“He’s a bastard to work with”: the co-star set on a collision course with Anthony Hopkins
Before he was immortalised forever as Anthony Hopkins, the major movie star, Wales’ finest acting export plied his trade in the theatre for many years. However, Hopkins’ relationship with the theatre has always been tenuous because, in those early days, the star admitted to being something of an enfant terrible. He was unhappy with his station in life, was drinking heavily, and spent most of his time dreaming of jetting off to America to work in Hollywood.
Indeed, Hopkins went to America as soon as he could, moving to the US when he first came out to perform Equus in New York in 1974. By ’79, he had settled in Beverly Hills, which is about as far away from his native Wales, and the Shakespeare plays he made his name on back in England, as he could get.
“I always wanted to live here,” Hopkins told The New York Times in ’79. “I wanted to be a movie star, to be famous, rich. When I go back to England, they say, ‘Haven’t you sold out?’ The English think you shouldn’t enjoy yourself.”

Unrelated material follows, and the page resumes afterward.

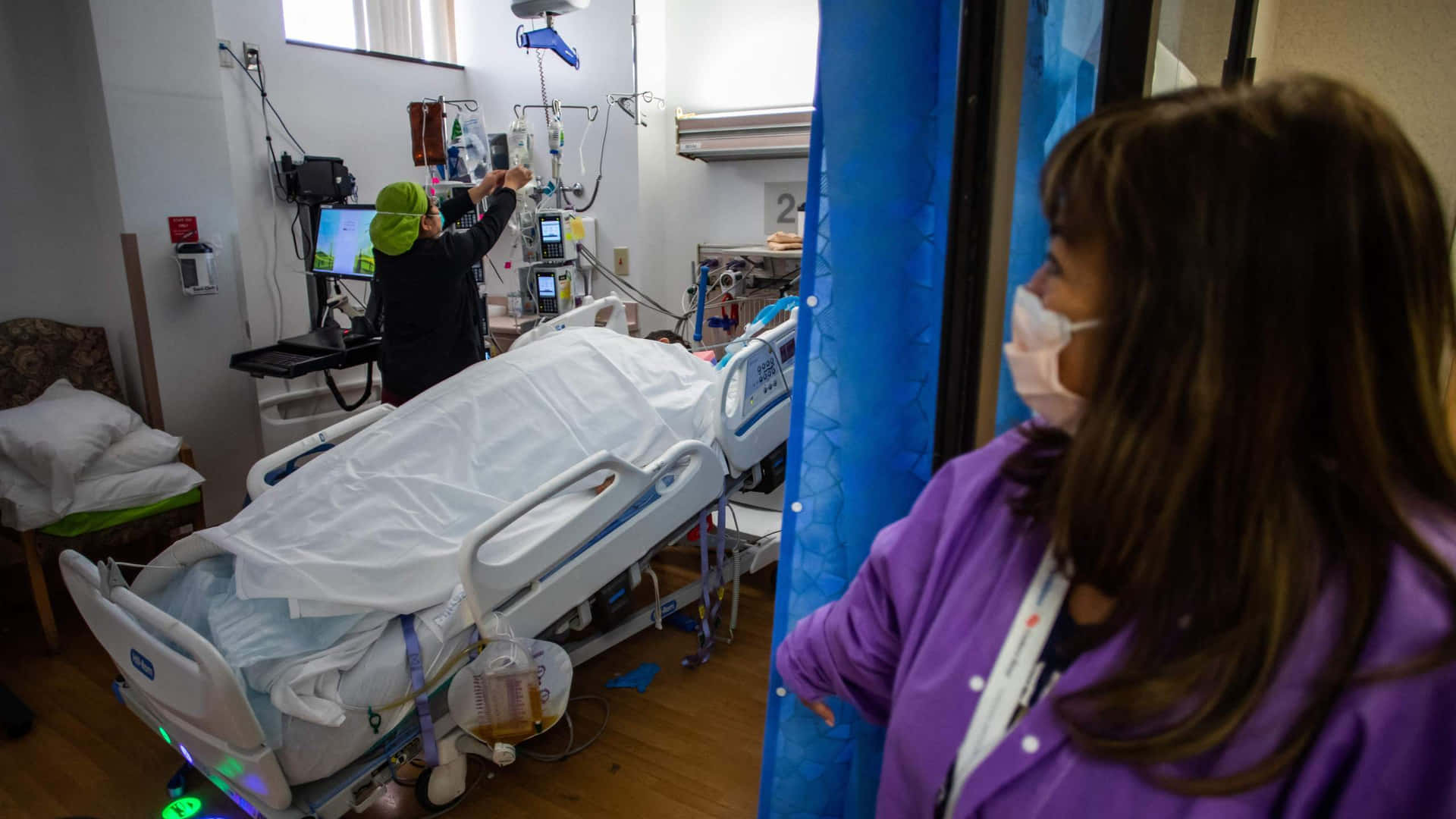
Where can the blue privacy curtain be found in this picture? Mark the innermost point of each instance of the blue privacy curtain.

Unfortunately for Hopkins, his Hollywood career didn’t take off quite as quickly as he might have wanted, and even though he won rave reviews for his performance in The Elephant Man in ’80, it didn’t lead to immediate superstardom. Perhaps this disappointment contributed to Hopkins’ state of mind when he found himself back in England, bristling with frustration while shooting a production of the classic Ibsen play Little Eyolf for the BBC’s TV anthology series Play of the Month.

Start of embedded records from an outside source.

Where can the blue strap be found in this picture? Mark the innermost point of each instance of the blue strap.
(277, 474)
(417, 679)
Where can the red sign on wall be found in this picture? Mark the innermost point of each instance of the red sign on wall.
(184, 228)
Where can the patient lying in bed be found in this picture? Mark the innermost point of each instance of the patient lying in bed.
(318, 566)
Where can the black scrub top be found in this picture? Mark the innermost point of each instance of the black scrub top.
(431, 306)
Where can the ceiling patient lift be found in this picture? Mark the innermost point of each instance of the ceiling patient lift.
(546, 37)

Hopkins was cast alongside The Avengers star Diana Rigg in the production, a fellow theatre veteran he’d also worked with in a ’72 National Theatre production of Macbeth. That play hadn’t been a great experience for Hopkins, who admitted, “I was fed up with the way things were going. I was very discontented and restless. I wasn’t a good company member. I wanted to do things my way.”

However, despite him being miserable, Hopkins and Rigg didn’t seem to have personal problems with each other back in ’72. Fast-forward ten years, though, and nobody who worked on Little Eyolf could fail to see that relations between the two stars had become strained, to say the least. TV legend James Cellan Jones even warned director Michael Darlow not to cast Hopkins opposite Rigg, exclaiming, “That’s insanity! He’s a bastard to work with, and Di and he just don’t get along.”
Indeed, the two veteran actors seemed like they were on a collision course from day one, with Darlow gritting his teeth in anticipation of the seemingly inevitable day it would all boil over. According to Darlow, Hopkins and Rigg didn’t say a word to each other outside of their dialogue in the play. “It was quite bizarre,” he marvelled. “For two weeks they played the most intimate and emotional scenes without ever saying one word beyond that fucking Ibsen text. Not a word.”
Even crew members had picked up on the tension, and one script supervisor asked Darlow, “Eh, have you noticed that they don’t, eh, seem to want to know each other?!” Ultimately, the unstoppable force did meet the immovable object, and Hopkins blew up in frustration. However, it wasn’t anywhere near as dramatic as Darlow had feared.
In the third week, the director finally plucked up the courage to suggest they begin work on the delicate third act, which is the most troublesome part of the play. After the two actors gave it their best shot on the first take, though, Darlow couldn’t help reacting, “Christ, that was crap.” He remembered Rigg agreeing with him that their efforts weren’t up to par, but Hopkins didn’t take the criticism so well.
The director claimed the future Silence of the Lambs icon “stormed off to the loo” – likely still stewing about his Hollywood career stalling, as much as he was specifically angry at Rigg, Darlow, or Ibsen’s seminal play.